Belize posted a solid if not spectacular total of 223 for 9 in their 50 overs, largely thanks to fine innings from Warren Anthony, 50 in 103 balls, 4 fours, and Mykelt Anthony, 35 in 46 balls with 7 fours. Vitally important to Belize's cause as well was a 43 run 9th wicket partnership between Kene Broaster, 29 in 38 balls with 4 fours, and Robert Casasola, 25 not out in 21 balls with 2 fours. They took the total from 162 for 8 in the 41st over past the 200 and made full use of their 50 overs.
In reply, the Peruvian side, growing in experience and confidence with every match, marched past the 100 mark in the 30th over, and with 7 wickets still in hand at that point, it was definitely still anybody's game. Opener Chris Abbott compiled an excellent 60 in 102 balls, with 7 fours, but the introduction of Warren Anthony and Kene Broaster into the attack proved to be a decisive turning point.
Anthony got Abbott to touch to wicket-keeper Flowers, and between Anthony and Broaster they took 6 wickets to reduce Peru to 148 for 8 in the 41st over. There was a brief flurry of resistance and hope as Javed Iqbal made an entertaining 28 off 17 balls with 4 fours and a six, but in the end the Peruvian innings and challenge ended on 189 in 48 overs and victory to Belize by 34 runs.
Warren Anthony finished with 3 for 23 in 7 overs, while Kene Broaster bowled his full 10 overs and took 3 for 41.
So all set for a final day of tension and drama. It now looks to be a straight shootout between Belize and Turks & Caicos Islands, as they face each other at Belgrano Athletic, but there is still a remote mathematical chance for Chile. With Chile on 12 points after 4 games, and Belize and Turks & Caicos Islands both on 8 points after 3 games, whoever wins between them tomorrow will be tied with Chile on 12 points, and then as per tournament regulations, the winner will be decided by net run rate. As things stand, both Belize and Turks & Caicos Islands have a superior net run rate to that of Chile.
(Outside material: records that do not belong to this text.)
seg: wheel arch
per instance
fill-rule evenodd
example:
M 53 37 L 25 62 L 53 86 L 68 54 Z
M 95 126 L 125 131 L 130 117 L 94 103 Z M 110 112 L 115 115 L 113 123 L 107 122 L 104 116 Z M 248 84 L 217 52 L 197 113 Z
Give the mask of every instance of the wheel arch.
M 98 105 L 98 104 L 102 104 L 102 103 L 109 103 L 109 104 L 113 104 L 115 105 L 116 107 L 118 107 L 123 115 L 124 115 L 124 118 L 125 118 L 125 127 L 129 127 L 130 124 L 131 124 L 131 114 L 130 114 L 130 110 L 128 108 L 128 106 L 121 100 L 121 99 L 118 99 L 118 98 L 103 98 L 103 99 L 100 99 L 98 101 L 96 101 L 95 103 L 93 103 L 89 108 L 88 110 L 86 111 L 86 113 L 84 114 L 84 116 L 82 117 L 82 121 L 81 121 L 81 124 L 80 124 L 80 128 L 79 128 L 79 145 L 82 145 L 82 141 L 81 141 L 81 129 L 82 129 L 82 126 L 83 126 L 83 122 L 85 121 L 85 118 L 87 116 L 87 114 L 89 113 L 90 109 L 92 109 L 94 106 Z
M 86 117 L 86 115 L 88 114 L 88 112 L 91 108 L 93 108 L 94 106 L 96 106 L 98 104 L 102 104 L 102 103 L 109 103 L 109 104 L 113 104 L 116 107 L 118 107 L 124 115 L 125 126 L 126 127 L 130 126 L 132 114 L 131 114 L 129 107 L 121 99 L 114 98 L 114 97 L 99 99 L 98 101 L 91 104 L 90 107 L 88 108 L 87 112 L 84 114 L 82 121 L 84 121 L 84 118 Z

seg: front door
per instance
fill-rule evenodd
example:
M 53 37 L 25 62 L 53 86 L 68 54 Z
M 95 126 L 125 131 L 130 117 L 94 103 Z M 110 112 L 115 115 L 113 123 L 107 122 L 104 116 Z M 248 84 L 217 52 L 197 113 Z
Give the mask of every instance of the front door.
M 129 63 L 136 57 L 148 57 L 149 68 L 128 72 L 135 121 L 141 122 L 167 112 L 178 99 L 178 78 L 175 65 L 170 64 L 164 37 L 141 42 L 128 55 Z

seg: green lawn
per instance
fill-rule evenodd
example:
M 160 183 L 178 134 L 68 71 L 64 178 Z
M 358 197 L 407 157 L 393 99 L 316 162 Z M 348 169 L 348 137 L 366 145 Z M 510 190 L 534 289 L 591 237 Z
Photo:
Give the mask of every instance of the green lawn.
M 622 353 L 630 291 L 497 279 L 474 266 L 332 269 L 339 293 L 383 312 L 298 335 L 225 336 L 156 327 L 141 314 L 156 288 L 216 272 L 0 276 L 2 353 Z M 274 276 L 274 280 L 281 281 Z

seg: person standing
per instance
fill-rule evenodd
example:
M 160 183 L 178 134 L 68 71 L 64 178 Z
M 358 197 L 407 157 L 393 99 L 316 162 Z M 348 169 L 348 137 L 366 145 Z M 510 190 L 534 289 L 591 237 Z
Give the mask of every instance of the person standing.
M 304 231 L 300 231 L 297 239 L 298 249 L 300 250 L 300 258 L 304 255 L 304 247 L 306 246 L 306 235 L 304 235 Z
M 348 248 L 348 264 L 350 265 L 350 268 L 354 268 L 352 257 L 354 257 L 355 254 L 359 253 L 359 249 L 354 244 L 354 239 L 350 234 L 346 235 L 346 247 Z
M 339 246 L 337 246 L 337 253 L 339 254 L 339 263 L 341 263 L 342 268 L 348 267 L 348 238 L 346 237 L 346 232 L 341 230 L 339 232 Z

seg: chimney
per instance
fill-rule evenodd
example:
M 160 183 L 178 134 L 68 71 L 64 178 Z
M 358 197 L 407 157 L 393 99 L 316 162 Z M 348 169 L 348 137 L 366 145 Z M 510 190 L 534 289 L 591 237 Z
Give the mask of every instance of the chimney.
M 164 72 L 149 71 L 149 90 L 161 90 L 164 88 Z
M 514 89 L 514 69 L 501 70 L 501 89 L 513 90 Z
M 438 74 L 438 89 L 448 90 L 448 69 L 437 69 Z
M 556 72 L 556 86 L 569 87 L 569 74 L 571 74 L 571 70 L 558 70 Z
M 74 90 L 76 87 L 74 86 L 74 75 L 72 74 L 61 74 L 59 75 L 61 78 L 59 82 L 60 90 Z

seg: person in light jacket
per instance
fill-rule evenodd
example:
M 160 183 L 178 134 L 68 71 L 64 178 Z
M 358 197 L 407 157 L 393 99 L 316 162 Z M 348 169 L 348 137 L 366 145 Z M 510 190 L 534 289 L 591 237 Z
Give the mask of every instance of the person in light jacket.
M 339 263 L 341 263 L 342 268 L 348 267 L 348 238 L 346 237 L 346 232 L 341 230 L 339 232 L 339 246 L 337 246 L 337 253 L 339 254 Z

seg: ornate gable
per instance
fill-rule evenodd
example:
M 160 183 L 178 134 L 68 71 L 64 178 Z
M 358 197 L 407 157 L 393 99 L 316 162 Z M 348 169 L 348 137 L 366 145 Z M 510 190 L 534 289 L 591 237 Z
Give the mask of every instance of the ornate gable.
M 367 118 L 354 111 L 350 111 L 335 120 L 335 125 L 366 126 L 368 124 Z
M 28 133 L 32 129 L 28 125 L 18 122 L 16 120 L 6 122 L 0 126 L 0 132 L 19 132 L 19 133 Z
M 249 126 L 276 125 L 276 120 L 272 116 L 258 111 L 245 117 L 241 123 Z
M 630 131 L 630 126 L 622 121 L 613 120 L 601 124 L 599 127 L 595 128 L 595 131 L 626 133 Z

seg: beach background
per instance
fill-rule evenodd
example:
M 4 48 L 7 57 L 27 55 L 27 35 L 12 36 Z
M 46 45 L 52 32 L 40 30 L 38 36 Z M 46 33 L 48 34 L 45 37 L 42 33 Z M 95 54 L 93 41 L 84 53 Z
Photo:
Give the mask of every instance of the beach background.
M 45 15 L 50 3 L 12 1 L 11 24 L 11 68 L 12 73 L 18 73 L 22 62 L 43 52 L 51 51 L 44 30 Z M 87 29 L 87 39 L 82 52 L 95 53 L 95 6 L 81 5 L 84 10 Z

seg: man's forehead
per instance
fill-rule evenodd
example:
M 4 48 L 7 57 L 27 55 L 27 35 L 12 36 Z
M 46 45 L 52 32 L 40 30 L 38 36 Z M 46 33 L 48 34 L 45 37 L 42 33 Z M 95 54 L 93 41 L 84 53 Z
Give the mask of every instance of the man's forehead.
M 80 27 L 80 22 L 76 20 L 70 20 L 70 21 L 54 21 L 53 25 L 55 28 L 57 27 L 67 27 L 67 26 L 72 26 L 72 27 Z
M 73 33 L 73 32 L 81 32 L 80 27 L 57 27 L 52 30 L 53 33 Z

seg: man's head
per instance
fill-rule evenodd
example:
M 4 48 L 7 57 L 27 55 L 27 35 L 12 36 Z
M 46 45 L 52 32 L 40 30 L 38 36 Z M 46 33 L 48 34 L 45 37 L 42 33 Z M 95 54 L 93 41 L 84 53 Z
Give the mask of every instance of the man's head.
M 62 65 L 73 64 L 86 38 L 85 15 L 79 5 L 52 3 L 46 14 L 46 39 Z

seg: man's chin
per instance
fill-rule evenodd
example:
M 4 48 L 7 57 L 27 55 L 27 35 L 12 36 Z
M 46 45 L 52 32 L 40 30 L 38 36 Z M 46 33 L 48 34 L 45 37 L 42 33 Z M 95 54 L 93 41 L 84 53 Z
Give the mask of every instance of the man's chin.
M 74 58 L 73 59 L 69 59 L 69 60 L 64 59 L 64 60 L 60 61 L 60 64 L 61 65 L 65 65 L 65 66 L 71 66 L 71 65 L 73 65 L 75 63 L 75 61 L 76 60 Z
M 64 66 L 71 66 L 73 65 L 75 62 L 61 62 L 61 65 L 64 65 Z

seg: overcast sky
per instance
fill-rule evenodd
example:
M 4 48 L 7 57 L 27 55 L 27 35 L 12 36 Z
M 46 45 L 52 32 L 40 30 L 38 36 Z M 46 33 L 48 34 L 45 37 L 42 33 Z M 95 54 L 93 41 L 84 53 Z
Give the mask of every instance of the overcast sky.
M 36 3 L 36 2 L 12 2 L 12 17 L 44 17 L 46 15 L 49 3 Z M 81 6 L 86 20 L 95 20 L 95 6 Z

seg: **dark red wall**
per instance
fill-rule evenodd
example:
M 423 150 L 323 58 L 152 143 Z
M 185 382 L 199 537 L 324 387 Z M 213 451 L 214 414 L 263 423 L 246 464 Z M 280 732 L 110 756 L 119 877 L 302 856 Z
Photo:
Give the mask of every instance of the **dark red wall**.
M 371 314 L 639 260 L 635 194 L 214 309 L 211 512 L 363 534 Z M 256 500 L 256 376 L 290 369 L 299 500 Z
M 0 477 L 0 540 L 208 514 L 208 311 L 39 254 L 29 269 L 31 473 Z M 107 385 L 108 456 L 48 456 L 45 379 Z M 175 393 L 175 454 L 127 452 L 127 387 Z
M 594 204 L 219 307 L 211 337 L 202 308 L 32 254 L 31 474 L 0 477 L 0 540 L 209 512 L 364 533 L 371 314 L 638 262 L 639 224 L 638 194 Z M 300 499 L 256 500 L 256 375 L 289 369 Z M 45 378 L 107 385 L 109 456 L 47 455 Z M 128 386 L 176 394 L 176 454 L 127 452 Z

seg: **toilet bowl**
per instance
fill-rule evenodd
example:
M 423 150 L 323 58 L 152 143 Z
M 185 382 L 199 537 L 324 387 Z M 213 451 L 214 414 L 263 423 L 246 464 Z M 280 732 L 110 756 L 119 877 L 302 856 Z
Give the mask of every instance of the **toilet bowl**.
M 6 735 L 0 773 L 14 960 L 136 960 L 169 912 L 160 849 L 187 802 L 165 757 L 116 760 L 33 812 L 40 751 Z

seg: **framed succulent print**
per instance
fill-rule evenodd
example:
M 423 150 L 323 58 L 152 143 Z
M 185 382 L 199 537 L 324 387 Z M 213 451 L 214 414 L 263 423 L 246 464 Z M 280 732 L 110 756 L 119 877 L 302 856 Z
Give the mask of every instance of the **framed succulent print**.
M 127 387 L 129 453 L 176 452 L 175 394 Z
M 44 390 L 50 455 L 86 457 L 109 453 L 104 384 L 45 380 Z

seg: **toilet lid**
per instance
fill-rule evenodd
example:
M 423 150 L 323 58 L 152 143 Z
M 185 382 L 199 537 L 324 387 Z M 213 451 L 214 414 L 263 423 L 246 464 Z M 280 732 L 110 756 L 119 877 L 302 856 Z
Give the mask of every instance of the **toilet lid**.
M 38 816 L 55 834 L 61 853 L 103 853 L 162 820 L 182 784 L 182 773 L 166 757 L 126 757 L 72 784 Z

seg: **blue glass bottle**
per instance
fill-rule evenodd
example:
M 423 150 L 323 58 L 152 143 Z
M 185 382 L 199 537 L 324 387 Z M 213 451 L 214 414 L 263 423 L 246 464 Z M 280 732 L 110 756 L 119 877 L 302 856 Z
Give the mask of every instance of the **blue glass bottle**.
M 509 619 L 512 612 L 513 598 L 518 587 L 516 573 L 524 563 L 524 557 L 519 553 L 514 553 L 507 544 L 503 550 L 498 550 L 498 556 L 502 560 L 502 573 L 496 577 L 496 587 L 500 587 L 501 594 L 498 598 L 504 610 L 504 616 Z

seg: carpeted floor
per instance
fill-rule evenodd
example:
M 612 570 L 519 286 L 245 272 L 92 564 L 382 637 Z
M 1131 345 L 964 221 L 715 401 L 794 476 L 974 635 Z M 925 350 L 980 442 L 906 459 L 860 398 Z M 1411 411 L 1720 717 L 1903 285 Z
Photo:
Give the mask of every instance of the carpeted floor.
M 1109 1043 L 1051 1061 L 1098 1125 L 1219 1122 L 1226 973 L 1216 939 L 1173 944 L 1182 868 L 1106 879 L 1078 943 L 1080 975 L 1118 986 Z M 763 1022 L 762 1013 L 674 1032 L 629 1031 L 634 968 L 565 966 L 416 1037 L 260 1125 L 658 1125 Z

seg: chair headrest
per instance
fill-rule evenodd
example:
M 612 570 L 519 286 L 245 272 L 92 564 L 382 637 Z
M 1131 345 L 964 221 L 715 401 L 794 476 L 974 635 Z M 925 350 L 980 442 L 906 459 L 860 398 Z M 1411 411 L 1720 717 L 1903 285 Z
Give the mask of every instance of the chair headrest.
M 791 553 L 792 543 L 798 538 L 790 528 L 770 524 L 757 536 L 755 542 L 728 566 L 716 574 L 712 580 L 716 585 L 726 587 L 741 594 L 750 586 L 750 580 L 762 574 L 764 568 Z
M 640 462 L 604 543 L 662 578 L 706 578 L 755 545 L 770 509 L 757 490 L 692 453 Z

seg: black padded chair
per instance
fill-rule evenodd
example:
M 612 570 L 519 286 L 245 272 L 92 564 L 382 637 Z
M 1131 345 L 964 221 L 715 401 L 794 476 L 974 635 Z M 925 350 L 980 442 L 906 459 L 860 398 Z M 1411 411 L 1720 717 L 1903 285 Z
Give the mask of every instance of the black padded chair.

In the other game of final day action, a Brazil team naturally buoyed by their stunning victory over Chile and with it their first ever ICC international win, will meet a fast improving Peru, and although neither team is in the running for the title, it should be an entertaining clash, as a Brazil victory might see them end in third place, while a win for Peru would be a massive achievement for them in their first ICC event.